GP reforms a welcome step forward
The report by Professor Rafael Bengoa on transforming the health system in Northern Ireland contained a number of significant proposals aimed at improving the delivery of services.
His panel's recommendations are far-reaching but also essential if we are to tackle unacceptable waiting times for treatment that would not be tolerated in other parts of the NHS.
Something has to be done to bring about the sort of changes necessary to meet the needs of an ageing population.
The Bengoa report proposed the radical transformation of primary care, which is delivered by GP practices that largely act independently with some input from other disciplines.
The future model is based on multi-disciplinary teams of specialised health and social care staff embedded around the GP practice, the idea being that more can be done for patients without them having to be admitted to hospital.
This week the Department of Health announced the first stage of what it called a 'new era' in GP care.

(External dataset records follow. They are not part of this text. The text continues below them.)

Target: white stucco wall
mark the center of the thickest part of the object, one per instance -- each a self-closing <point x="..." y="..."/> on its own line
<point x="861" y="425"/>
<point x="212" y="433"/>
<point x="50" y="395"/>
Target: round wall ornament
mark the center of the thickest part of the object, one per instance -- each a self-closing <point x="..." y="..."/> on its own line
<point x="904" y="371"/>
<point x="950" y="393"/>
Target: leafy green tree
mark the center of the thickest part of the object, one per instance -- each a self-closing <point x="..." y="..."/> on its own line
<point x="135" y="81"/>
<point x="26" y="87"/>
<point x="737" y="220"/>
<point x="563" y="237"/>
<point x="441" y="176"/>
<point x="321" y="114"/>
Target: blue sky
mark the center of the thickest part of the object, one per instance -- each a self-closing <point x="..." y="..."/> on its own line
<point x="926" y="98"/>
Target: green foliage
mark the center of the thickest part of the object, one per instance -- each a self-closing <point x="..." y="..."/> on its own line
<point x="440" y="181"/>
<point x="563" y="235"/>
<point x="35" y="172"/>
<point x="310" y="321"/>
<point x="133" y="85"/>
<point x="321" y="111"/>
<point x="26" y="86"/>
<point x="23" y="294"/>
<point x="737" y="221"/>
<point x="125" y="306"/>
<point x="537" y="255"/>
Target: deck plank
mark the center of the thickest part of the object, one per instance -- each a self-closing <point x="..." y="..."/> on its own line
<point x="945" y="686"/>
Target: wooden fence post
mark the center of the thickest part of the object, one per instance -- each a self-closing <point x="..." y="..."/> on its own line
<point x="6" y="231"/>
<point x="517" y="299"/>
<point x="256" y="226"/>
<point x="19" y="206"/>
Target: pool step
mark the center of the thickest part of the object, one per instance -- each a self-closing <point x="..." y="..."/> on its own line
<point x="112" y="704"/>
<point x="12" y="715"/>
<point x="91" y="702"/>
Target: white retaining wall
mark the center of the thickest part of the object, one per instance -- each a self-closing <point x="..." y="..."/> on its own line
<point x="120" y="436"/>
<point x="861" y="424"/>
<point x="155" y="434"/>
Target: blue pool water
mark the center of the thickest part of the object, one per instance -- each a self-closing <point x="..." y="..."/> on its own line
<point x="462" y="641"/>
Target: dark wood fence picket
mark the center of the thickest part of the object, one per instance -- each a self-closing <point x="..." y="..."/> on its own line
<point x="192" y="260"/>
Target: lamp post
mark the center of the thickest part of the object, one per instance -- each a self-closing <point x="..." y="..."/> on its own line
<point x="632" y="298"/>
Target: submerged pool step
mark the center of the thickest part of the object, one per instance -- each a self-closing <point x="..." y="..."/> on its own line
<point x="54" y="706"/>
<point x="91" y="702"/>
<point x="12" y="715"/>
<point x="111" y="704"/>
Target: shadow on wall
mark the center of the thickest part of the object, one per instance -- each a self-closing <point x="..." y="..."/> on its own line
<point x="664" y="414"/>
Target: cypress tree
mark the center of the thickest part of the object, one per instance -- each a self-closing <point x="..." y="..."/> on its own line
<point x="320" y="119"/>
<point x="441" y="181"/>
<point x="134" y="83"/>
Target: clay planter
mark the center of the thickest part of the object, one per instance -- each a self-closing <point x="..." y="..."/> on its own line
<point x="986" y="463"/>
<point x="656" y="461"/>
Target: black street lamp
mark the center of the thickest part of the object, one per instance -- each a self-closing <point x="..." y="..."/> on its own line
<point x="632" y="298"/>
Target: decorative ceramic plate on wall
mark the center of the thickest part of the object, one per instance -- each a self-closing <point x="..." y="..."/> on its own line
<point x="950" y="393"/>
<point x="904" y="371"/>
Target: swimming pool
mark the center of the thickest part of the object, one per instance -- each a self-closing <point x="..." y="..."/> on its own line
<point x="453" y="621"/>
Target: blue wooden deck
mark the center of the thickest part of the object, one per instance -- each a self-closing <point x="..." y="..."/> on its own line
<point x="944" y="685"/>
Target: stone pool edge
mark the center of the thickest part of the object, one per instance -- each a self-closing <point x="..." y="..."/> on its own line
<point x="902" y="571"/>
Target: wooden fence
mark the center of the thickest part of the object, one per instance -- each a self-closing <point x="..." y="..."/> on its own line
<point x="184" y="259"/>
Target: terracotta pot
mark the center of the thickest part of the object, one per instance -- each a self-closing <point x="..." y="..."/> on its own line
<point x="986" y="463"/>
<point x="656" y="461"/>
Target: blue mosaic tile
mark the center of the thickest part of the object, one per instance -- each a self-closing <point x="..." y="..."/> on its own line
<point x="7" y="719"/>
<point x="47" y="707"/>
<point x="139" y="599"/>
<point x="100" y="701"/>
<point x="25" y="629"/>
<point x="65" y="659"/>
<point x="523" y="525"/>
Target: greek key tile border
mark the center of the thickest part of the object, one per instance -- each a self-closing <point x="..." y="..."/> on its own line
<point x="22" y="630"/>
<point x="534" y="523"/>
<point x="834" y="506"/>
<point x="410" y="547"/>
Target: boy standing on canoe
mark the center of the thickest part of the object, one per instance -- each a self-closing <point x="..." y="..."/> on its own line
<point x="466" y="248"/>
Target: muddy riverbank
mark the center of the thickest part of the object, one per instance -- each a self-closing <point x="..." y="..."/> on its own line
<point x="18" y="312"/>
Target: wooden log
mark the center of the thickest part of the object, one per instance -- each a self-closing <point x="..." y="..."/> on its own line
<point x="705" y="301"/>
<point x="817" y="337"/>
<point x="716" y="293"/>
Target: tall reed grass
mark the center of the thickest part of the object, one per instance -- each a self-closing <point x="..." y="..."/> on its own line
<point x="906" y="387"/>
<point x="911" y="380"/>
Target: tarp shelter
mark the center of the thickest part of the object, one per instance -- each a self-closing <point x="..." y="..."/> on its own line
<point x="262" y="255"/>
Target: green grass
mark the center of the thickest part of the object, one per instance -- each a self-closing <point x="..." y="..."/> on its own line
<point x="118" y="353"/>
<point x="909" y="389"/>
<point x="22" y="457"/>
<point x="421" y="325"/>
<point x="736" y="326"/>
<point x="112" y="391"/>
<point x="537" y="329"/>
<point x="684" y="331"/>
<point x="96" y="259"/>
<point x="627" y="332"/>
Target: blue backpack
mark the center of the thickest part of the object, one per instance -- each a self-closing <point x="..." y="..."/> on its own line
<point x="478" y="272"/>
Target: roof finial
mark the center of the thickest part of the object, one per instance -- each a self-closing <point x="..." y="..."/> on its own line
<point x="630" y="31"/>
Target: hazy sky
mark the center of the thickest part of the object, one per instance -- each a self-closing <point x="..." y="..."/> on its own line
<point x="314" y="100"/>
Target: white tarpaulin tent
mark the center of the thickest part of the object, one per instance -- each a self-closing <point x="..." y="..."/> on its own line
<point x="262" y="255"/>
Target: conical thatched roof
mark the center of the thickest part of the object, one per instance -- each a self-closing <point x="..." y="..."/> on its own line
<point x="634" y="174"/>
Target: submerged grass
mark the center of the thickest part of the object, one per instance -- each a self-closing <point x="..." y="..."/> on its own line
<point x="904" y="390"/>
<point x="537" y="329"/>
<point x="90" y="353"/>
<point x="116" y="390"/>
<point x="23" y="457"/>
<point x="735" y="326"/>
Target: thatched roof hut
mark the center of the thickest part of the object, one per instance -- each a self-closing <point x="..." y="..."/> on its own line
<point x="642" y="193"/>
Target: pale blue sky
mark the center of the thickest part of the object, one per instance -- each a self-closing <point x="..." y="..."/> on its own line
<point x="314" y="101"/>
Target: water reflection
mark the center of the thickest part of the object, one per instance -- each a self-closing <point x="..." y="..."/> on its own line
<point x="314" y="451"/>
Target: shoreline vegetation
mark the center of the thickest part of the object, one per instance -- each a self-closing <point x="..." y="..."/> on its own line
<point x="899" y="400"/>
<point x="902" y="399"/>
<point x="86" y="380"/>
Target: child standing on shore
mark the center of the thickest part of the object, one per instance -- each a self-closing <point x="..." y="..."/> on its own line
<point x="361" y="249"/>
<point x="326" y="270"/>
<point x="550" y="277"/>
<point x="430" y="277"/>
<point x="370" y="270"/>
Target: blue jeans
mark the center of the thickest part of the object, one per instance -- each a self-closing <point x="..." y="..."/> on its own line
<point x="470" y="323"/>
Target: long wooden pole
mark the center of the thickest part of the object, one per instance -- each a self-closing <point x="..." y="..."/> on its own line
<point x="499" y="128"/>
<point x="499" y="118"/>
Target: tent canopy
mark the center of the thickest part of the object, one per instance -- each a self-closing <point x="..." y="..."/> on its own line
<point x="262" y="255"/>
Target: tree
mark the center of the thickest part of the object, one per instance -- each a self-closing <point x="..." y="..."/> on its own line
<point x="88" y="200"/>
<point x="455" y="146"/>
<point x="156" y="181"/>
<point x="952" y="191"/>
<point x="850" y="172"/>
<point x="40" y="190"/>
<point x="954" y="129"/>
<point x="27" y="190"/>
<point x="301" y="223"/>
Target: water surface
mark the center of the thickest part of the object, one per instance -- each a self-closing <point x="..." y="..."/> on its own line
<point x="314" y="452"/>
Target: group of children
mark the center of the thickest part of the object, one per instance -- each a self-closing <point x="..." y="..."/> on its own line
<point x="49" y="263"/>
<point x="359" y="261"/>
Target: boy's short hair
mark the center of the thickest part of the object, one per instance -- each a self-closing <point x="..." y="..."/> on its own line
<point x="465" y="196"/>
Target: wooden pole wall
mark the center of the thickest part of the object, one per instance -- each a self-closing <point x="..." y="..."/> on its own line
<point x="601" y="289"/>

GP federation areas in Co Down and the north west will see practice-based physiotherapists, mental health specialists and social workers working alongside doctors and nurses. There will also be additional nursing specialist jobs such as health visitors and district nurses.
The aim is to see issues resolved more quickly, reducing the need to referrals and appointments elsewhere.
Recruitment is due to begin for around 200 posts that will be created in the two areas with a wider roll-out at a later stage.
The GP surgery is usually the first port of call for patients and it makes sense to offer specialised care which could provide a speedier service and ease pressure on our beleaguered hospitals.
In particular, the presence of mental health professionals will be a welcome addition given the difficulties many patients face in accessing support.
Although it will take some months for these new services to become available, the changes will be seen as a fresh approach and a positive development.